Conspicuous consumption and poverty traps
Poverty is no barrier to conspicuous consumption. As Banerjee and Duflo wrote in Poor Economics:
One hidden assumption in our description of the poverty trap is that the poor eat as much as they can. …
Yet, this is not what we see. Most people living with less than 99 cents a day do not seem to act as if they are starving. If they were, surely they would put every available penny into buying more calories. But they do not. In our eighteen-country data set on the lives of the poor, food represents from 36 to 79 percent of consumption among the rural extremely poor, and 53 to 74 percent among their urban counterparts.
It is not because all the rest is spent on other necessities: In Udaipur, for example, we find that the typical poor household could spend up to 30 percent more on food than it actually does if it completely cut expenditures on alcohol, tobacco, and festivals.The poor seem to have many choices, and they don’t elect to spend as much as they can on food.
In a paper published earlier this year, Moav and Neeman proposed an explanation for the relatively high levels of consumption on goods other than food in poor societies. They suggested that some of this consumption is conspicuous consumption, which is driven by the difficulty in signalling status and wealth where it is not recognisable through professional titles or other markers:
[W]we suggest that those with high human capital have a recognisable ability (professional titles, degree certificates etc.) and relatively little need to signal success, whereas those without certified accomplishments, such as the poor and the ‘newly rich’, have a relatively stronger motivation to impress via conspicuous consumption. As a result, the fraction of income allocated to conspicuous consumption can decline, on average, with the level of human capital, resulting in a larger share of income allocated to savings and investment in education.
Conspicuous consumption is only useful to the extent that someone is signalling a quality that cannot otherwise be determined. If the quality is observable, there is no need for the signal.
To explore this idea, Moav and Neeman developed a model in which a person’s knowledge, skills and experience (what is called human capital) is observable to others. However, a person’s income is not directly observable, although it is imperfectly correlated with their human capital. To attempt to signal the unobservable variation in income, a person can engage in conspicuous consumption.
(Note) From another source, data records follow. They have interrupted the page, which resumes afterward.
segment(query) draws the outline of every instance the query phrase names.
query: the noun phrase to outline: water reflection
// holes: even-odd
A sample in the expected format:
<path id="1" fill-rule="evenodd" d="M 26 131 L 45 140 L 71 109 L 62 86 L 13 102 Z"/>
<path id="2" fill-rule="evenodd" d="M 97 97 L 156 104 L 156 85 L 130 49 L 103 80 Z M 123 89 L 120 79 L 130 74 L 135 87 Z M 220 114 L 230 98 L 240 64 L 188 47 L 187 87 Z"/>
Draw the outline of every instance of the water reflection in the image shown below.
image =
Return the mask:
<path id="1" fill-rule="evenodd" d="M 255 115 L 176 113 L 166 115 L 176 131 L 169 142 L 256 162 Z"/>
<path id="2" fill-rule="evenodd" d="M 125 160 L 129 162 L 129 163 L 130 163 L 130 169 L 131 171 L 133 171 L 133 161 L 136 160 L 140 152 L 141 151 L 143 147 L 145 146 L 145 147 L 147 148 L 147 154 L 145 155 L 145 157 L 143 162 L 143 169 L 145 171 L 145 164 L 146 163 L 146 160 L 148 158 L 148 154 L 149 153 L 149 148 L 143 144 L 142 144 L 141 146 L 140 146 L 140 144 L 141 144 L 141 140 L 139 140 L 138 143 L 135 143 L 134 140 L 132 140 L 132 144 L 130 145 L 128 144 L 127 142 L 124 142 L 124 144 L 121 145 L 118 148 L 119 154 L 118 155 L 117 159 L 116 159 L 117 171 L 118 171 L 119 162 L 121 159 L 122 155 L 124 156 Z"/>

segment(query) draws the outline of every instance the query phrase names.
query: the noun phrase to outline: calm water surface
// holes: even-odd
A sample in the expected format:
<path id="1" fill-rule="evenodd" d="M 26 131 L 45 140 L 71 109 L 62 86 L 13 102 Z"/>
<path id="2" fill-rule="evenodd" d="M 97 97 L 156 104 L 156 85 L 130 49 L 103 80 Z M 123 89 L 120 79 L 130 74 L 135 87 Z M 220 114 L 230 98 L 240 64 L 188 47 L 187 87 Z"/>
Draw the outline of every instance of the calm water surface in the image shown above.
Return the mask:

In each model generation, an adult must divide their resources between normal consumption, conspicuous consumption and a bequest to their children, which determines that child’s level of human capital. The adult gets utility from the three options.
Moav and Neeman showed that depending on the relationship between human capital and income, it was possible for the share of conspicuous consumption as a proportion of income to be decreasing with income. That is, the poor would engage in relatively more conspicuous consumption as a share of their income than the rich. The condition for this to occur is that human capital acts as a buffer to negative income shocks, meaning that variation in income is likely to be relatively less as human capital rises.
When this is put into a dynamic context over generations, this situation can turn into a poverty trap. Adults with low human capital tend to invest more in conspicuous consumption, which then prevents investment in the human capital of their children. As a result, the human capital of that dynasty remains low and they stay in a poverty trap. Those with high human capital, however, invest relatively less of their income in conspicuous consumption, which leaves resources for increasing the human capital of their children. As the share of conspicuous consumption as a portion of someone’s income declines with increasing income, the high human capital dynasty ends up in a virtuous circle of increasing human capital and wealth.
I am not convinced of the conclusion of conspicuous consumption leading to poverty traps, as human capital is not purely a function of parental investment. Further, to the extent that conspicuous consumption is a signal of resources and leads to differential reproductive success, the people in the successive generations will only be a subset of the dynasties that were initially in existence. However, as the authors note, there is potential to test this idea by exploring conspicuous consumption across societies and to see whether it varies with variation in the transparency of income.
I would have like to have seen the model placed in an evolutionary setting, particularly given Moav’s background in the area (Moav is one of the authors of the seminal Natural Selection and the Origin of Economic Growth). It is possible to frame the model in evolutionary terms with little need for any model modification. This would answer questions such as why the people prefer to conspicuous consumption, and what is the fitness benefit that allows it to continue to occur? Evolutionary dynamics may be beyond the length of time for which Moav and Neeman seek to explore, but the evolutionary foundations of people’s actions would give robustness to the preference to conspicuously consume.